Aims: The Aim of the study was to investigate what is the effectiveness of pulmonary rehabilitation in different stages of COPD.
Materials and methods: 201 patients with COPD (GOLD stage I, n=21, FEV1: 86±13 %pred; stage II, n=41, FEV1: 61±7 %pred; stage III, n=78, FEV1: 40±7 %pred; stage IV, n=61, FEV1: 23±4 %pred) participated in this study. Patients performed a complex pulmonary rehabilitation program with chest wall-stretching, controlled breathing techniques and training, and personalized exercise training 2-3 times for 20-30 minutes per day by cycling and treadmill for 4 weeks. 6 minutes walking distance (6MWD), Modified Medical Research Dyspnea Scale (mMRC), COPD Assessment test (CAT), lung function, chest wall expansion (CE), maximal inspiratory pressure (MIP) and breath holding time were measured.

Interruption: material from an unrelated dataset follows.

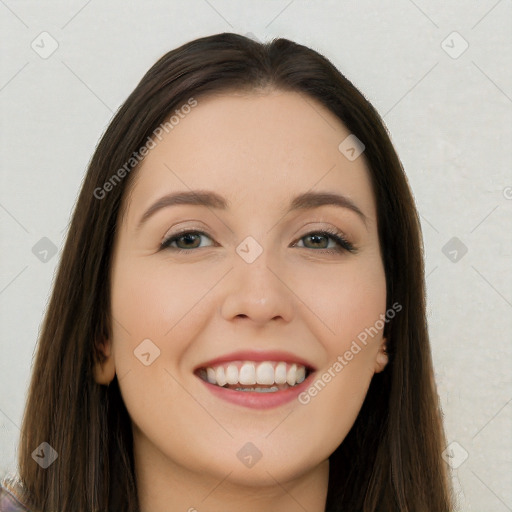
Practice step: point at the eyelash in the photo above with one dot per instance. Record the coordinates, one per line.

Results: Rehabilitation resulted improvement in 6MWD (stage I: 423±94 vs. 485±85m*, stage II: 357±85 vs. 413±85*; stage III: 361±88 vs. 416±85; stage IV: 314±91 vs. 373±97m*, *p<0,05), CAT (stage I: 14±6 vs. 8±6*, stage II: 16±6 vs. 8±6*, stage III: 17±7 vs. 10±7*, stage IV: 20±6 vs 14±6*, *p<0,05) and CE (stage I: 5,00±1,81 vs. 6,98±1,91cm*; stage II: 3,92±1,82 vs. 5,73±199*, stage III: 3,89±1,94 vs. 5,53±1,96*; stage IV: 3,48±1,61 vs. 5,0±1,71*, * p<0,05). Lung function, mMRC, MIP and breath holding time did not change significantly in the different stages.
Conclusion: PR was effective in improvement of exercise tolerance, lung mechanics and quality of life in all stages, except 6MWD in stage III. A longer rehabilitation time may need to achieve significant changes in the other markers.